The man would die. With his life’s work destroyed and trashed, what reason was there for him to go on? Malcolm Witchell would be sad, but it would free him to run the toy store however he pleased, without anyone else telling him what he had to do or not do.
And then what? The renovation of the toy store would cost money. Would he be able to recoup that? Would he be able to turn a profit? Or would the change mean the end of the store?
“You would… do all of this while he was gone?” she asked Witchell.
“It needs to be done. It’s the only way we will be able to recover and run the store profitably. I know that Arch won’t like it; that’s why I’m going to do it while he is gone. Then there isn’t a fight over it. It’s just done.”
“You don’t think he’ll be upset when he sees it?”
“Well, of course he’ll be upset. For a little while. And then he’ll see that it’s turning a profit and that it means we can keep the store, when we wouldn’t be able to if we just kept doing what we’ve been doing.”
“And you’re sure that a store like this—” Reg realized that he couldn’t see what she had seen in the crystal, “—a modern store with all of the popular toy brands—will be able to turn a profit?”
“Well, they do, don’t they?” He shook his head as if Reg were being stupid. “These are the things that the kids want. They go into the city to buy them. They’d rather buy them here than go all that way.”

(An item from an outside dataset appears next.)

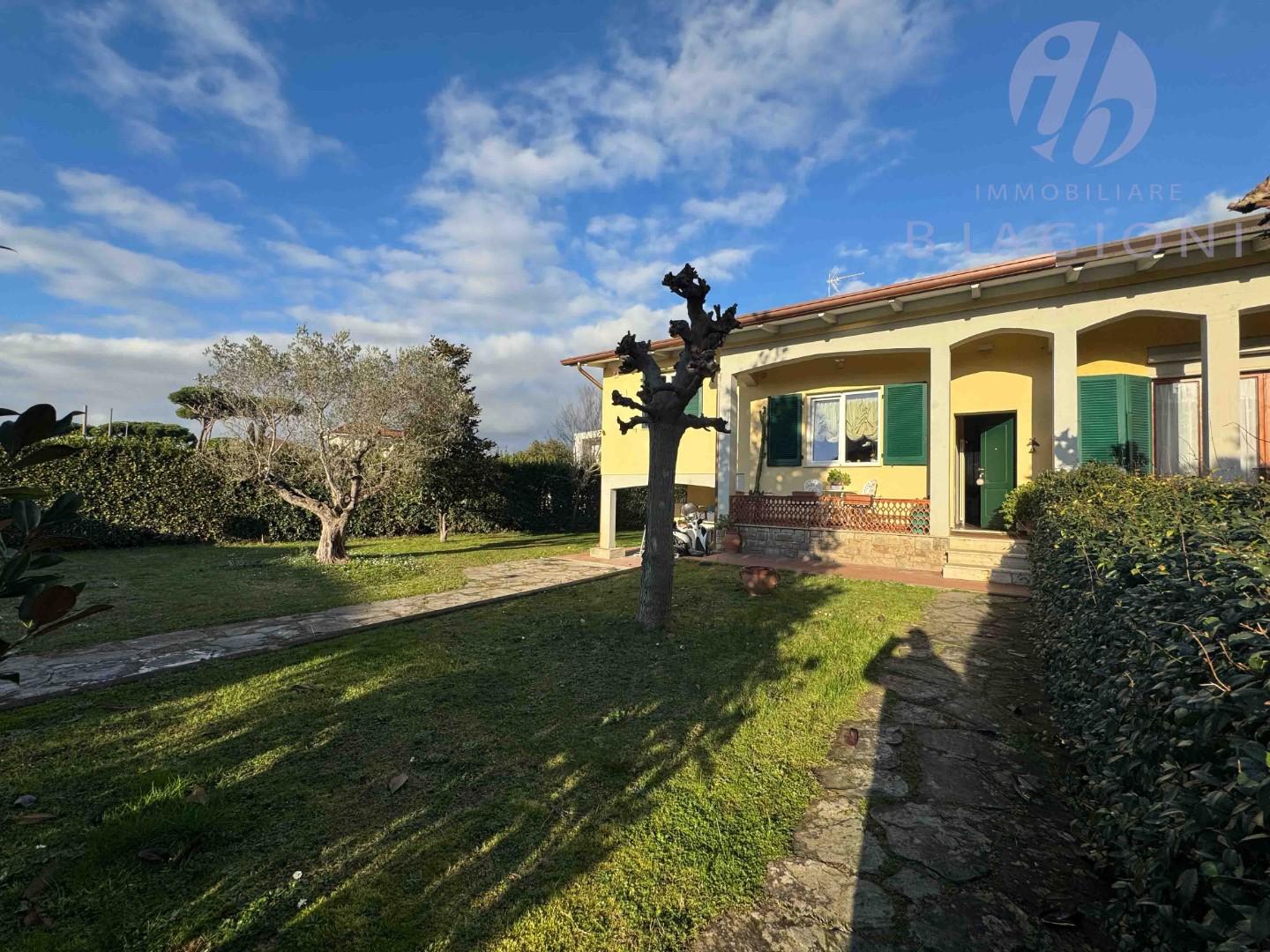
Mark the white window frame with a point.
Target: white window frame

“I don’t think…” Reg worded her statement carefully, “that lying to your business partner and making changes behind his back is going to work out the way you think it will. If you want to make changes, you need to talk to him.”
“He just won’t do it,” Witchell insisted. “He won’t want to make any changes. I already know that.”
“This will not go well.” Reg looked away from the crystal and leaned back. She looked him in the eye. “If you do this… it will destroy your relationship with your uncle.”
“But without these changes, we won’t have anything to live on. Things are already tight, too tight. We’re putting money into the business instead of making it.”
“If you replace all the wooden toys with popular modern stuff, won’t you lose your current customers?”
He scowled at her. “They’ll buy the new stuff.”
“Will they?”
“If they don’t, then new people will come. That’s why we’re getting the new stock.”
Reg petted Starlight and scratched his ears. “I’m not sure what you wanted to ask me or what you were hoping to hear in this reading, but… if you want to know whether this is the right thing to do or not… I don’t think it is. You need to be honest and transparent with your uncle. Tell him what the problems are and what you want to do. Because if you do this… send him away, and throw out all of the wooden toys, and make over the whole business… you’ll lose him, and maybe the toy store too.”
“That’s not what I came to hear.”
“No.” Reg studied him. “But I think maybe you already knew. I think that’s why you’re feeling so… dark right now. You knew it was the wrong choice, but you were hoping I’d tell you to go ahead, that it was the only thing to do.”
“I’ve already ordered supplies and started setting up contractors to do the work.”
“Then you’d better stop them before they get too far. Tell them your financing didn’t go through.”
His expression was grim. “There is no financing. If this doesn’t work, we’re done.”
“Talk to Arch. Otherwise… you’re doomed to fail.”